The five topics included: recognition of the veterinary profession; surveillance; worldwide policies against disease; zoning and compartmentalization; and pathogens and trade.
Vallat also mentioned that OIE will be developing animal welfare guiding principles. Transportation, humane slaughter and depopulation for disease control will first be addressed with housing and management to follow.
Surveillance Key to Combating Foreign Animal Disease Outbreaks
Effective surveillance is the key to detecting and controlling a foreign animal disease outbreak in the United States.
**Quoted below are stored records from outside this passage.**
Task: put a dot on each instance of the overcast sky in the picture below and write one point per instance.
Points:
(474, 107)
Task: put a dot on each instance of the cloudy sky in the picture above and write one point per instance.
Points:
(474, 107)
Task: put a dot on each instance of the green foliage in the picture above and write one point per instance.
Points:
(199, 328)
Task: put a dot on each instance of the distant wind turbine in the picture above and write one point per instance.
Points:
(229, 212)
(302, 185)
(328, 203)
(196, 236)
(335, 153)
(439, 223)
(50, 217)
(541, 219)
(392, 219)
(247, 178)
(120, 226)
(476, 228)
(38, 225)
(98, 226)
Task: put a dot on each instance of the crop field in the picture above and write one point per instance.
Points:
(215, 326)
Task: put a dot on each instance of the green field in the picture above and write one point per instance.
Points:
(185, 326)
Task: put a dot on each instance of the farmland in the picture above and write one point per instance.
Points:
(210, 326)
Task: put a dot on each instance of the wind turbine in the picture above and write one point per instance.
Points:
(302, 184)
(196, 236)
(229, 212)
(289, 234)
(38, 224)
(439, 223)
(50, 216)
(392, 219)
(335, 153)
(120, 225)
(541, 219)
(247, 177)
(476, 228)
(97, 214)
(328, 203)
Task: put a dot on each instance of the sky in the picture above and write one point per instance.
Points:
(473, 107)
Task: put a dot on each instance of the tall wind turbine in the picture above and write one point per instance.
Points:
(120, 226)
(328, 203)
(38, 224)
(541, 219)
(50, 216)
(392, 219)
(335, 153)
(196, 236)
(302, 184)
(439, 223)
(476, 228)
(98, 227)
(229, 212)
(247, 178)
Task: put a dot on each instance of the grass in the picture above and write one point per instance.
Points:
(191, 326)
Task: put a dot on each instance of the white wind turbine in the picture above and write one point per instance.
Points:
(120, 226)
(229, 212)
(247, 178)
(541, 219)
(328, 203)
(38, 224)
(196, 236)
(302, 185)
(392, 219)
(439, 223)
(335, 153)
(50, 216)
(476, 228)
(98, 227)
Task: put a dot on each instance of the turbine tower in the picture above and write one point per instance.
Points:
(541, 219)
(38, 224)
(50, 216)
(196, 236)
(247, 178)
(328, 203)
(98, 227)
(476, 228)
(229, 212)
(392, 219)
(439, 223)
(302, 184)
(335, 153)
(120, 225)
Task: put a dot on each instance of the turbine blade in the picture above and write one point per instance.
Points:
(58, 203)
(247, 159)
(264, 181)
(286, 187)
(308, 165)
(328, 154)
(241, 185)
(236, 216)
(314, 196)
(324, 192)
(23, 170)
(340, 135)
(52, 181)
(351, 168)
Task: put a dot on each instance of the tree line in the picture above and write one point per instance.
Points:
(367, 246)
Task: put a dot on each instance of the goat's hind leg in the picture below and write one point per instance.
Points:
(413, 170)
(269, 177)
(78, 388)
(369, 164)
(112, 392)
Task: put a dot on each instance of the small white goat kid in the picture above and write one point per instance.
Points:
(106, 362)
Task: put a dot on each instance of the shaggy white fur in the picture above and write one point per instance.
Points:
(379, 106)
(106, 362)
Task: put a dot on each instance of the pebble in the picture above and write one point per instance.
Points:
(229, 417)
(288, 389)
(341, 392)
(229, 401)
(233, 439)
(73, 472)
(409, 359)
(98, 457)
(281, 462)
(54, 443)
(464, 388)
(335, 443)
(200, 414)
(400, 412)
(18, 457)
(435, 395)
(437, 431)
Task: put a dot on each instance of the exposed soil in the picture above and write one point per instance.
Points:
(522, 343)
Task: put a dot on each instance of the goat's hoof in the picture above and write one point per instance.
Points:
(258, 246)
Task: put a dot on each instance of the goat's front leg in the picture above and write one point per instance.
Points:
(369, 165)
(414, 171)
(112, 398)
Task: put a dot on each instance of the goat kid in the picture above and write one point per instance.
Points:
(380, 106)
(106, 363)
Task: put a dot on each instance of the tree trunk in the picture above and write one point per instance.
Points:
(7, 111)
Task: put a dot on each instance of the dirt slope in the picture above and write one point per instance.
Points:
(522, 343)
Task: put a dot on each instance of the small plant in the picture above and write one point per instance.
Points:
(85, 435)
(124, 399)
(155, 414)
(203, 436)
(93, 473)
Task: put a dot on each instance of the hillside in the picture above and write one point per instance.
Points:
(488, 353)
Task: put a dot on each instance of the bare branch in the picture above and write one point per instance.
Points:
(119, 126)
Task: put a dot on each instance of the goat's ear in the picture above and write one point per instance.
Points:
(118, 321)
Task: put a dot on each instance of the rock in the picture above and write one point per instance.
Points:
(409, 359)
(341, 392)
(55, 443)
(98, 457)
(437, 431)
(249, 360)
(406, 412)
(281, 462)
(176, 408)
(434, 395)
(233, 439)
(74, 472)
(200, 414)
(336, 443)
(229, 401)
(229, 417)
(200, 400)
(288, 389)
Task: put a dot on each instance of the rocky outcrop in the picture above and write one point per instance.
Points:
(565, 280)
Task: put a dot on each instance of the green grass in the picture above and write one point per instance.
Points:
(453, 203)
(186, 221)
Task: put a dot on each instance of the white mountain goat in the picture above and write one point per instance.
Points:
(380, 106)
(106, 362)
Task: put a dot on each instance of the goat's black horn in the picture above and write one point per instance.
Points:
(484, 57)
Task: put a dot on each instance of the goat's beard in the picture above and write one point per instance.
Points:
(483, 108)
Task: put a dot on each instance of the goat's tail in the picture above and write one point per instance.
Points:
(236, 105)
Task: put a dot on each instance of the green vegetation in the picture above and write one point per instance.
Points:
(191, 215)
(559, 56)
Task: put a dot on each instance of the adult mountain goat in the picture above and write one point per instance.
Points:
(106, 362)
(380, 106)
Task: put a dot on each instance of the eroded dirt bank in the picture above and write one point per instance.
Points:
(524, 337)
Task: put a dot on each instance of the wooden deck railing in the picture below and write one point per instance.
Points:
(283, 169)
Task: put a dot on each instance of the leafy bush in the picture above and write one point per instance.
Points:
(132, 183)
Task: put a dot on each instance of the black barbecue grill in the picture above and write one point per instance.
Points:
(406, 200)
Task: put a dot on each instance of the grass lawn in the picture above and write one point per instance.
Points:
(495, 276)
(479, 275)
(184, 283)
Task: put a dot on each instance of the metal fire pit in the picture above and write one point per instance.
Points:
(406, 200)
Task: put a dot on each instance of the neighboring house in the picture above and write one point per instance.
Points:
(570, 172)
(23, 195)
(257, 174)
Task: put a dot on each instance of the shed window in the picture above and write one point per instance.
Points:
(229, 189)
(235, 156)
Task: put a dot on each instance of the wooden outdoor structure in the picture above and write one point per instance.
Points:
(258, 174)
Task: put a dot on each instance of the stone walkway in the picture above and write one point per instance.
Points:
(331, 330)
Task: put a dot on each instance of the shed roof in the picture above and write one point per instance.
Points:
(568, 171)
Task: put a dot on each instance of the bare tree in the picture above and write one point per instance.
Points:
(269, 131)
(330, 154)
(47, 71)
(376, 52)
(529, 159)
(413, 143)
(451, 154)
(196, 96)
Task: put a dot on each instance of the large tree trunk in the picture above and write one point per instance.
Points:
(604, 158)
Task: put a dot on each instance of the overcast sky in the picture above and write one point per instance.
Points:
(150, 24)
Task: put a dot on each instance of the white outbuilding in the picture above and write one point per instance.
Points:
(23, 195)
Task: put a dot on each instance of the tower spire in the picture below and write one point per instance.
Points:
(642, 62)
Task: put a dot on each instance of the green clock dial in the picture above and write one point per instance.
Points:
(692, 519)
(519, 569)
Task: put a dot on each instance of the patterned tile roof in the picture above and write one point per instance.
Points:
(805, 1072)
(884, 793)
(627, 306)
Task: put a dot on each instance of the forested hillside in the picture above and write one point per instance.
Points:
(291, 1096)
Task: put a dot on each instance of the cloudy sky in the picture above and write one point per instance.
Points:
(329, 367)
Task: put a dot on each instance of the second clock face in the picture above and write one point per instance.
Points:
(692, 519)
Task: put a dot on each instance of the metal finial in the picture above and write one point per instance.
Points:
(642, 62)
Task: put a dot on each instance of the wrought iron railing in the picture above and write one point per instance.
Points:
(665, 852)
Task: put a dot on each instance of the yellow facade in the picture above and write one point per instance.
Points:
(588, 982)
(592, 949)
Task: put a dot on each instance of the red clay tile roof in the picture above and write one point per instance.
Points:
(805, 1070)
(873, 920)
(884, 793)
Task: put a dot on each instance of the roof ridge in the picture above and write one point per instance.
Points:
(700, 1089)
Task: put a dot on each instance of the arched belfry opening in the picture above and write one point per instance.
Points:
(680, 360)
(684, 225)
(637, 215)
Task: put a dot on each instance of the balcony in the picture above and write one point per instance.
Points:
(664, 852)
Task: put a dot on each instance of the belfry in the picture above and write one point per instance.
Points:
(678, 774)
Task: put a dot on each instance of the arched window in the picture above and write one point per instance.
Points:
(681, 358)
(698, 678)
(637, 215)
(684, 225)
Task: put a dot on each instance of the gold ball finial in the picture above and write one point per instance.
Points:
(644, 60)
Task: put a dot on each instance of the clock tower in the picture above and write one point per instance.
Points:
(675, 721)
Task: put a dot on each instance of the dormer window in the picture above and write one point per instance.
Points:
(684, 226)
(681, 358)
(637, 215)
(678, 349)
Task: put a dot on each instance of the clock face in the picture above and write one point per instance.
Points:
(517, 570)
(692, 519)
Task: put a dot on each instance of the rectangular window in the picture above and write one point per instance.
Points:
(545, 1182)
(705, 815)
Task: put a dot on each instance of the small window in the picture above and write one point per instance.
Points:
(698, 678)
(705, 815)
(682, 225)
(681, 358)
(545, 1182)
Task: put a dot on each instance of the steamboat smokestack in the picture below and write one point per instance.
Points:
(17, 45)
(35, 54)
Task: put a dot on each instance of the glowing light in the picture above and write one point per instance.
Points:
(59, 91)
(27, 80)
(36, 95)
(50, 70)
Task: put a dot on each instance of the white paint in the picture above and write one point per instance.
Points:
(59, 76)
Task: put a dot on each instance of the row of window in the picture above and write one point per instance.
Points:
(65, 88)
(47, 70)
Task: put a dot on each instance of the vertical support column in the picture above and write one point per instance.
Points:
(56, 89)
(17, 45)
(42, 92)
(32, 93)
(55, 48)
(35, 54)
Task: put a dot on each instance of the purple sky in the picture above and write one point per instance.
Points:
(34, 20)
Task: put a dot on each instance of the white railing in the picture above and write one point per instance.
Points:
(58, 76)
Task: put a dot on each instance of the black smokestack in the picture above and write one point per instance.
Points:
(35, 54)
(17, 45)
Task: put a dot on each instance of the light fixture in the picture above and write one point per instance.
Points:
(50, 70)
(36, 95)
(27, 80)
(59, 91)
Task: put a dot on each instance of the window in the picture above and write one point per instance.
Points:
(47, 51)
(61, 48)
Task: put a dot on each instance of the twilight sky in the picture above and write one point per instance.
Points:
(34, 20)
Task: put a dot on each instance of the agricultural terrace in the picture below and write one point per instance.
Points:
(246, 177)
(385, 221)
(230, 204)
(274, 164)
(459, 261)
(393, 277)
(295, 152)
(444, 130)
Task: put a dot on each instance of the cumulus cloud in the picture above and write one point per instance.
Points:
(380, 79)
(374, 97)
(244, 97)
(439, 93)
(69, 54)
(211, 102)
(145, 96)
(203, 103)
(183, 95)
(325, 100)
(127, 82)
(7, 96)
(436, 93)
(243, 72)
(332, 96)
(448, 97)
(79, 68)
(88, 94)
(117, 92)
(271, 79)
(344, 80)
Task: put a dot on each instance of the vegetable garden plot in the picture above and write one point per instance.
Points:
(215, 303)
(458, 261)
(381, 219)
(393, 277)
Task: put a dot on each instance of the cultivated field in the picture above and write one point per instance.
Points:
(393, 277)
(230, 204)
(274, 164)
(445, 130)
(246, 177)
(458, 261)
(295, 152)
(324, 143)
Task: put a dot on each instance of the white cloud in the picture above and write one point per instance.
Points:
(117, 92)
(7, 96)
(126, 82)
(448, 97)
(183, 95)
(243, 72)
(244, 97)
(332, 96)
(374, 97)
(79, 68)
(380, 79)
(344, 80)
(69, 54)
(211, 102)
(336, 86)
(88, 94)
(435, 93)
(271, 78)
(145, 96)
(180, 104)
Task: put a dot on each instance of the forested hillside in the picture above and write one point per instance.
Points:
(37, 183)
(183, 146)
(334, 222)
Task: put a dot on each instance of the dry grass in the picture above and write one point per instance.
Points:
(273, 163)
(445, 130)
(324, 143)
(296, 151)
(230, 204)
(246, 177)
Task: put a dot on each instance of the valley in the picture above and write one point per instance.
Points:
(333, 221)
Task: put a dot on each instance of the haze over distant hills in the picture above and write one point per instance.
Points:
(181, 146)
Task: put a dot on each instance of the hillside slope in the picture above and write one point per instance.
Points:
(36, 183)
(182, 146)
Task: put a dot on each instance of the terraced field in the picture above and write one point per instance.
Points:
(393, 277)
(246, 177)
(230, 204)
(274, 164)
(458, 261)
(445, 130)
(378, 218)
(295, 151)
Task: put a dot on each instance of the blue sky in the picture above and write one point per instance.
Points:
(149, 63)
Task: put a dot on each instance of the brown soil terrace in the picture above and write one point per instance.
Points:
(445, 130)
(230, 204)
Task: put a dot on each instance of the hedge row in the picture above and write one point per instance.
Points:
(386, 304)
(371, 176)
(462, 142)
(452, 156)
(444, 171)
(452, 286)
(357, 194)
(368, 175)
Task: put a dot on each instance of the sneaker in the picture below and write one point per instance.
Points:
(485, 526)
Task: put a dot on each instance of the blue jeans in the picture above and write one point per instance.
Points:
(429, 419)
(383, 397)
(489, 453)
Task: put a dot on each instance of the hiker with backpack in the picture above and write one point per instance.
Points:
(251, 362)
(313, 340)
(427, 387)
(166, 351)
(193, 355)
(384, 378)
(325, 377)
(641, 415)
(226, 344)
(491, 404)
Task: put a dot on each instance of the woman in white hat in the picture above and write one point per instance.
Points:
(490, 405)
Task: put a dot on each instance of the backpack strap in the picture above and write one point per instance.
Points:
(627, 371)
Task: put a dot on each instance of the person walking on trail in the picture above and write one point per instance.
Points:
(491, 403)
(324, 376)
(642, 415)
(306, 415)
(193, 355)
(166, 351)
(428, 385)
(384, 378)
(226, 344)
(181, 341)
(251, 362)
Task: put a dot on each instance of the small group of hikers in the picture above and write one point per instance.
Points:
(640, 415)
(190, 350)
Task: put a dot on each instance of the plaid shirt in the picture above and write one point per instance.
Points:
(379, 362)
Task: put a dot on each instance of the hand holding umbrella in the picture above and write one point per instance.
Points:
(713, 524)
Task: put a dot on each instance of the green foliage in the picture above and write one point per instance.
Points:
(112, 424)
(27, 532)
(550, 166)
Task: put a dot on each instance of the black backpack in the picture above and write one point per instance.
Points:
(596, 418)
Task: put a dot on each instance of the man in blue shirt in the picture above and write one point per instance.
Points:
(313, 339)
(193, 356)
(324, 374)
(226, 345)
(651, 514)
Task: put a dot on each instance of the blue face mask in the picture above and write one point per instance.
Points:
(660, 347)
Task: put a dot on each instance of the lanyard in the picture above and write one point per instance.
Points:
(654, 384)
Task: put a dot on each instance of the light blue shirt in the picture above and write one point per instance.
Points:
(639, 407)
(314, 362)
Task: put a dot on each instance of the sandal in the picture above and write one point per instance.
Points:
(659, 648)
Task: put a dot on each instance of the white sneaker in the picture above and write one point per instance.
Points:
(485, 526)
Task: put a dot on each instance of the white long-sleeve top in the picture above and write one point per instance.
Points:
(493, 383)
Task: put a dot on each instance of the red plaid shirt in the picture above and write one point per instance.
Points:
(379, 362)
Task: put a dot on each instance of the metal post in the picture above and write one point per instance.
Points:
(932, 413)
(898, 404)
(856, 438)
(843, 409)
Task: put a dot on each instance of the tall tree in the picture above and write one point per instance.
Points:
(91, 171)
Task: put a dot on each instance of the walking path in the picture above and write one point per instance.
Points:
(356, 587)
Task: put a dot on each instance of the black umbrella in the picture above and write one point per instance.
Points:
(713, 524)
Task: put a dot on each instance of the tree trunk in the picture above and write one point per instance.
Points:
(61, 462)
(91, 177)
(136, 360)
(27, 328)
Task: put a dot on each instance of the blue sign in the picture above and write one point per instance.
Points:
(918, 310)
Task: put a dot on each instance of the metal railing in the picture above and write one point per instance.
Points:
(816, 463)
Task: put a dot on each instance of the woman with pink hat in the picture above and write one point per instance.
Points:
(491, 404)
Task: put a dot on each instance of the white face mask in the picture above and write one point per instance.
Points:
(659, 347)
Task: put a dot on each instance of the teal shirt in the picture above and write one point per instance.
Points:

That was the message delivered by several speakers at the U.S. Animal Health Association (USAHA) committee on foreign and emerging diseases meeting held in mid-October in San Diego.
Dr. Valerie Ragan of the U.S. Department of Agriculture?s (USDA) Animal and Plant Health Inspection Service (APHIS) provided an overview of a new national surveillance unit within APHIS. She indicated that historically, USDA has conducted surveillance targeted at single diseases. The new unit will develop a comprehensive, coordinated and integrated national system for disease surveillance.
Dr. Jerry Parker with the Department of Homeland Security (DHS) emphasized the absolute importance of protecting animal health as part of the national infrastructure. He said it is imperative to diagnose a foreign animal disease as soon as possible after introduction.
The vision remains unchanged: To create a world-class National Animal Health Emergency Management System, which includes a national response plan, state-local relationships and industry initiatives.
OIE Addresses Demands on Clarification of BSE Standards
In order to protect public and animal health while avoiding unjustified sanitary barriers, the World Trade Organization?s Standards Body for Animal Health (OIE) says it is continuing its mission of collecting the most recent scientific information with the aim of updating the international standards published in the OIE Code on an annual basis.
As has been done for the past 10 years, the OIE convened a group of world-wide known experts to take into account the most recent scientific knowledge to update the content and improve the understanding of the current OIE international standards on BSE. In addition, the OIE received a mandate from its 164 member countries asking them to consider simplifying the current country categorization according to BSE status existing in the International Code.
While the scientific content of the BSE Code has not been questioned, the OIE has been asked to provide additional clarification on the interpretation of the BSE standards. The current BSE standard serves as a strong foundation for facilitating international trade while protecting public and animal health.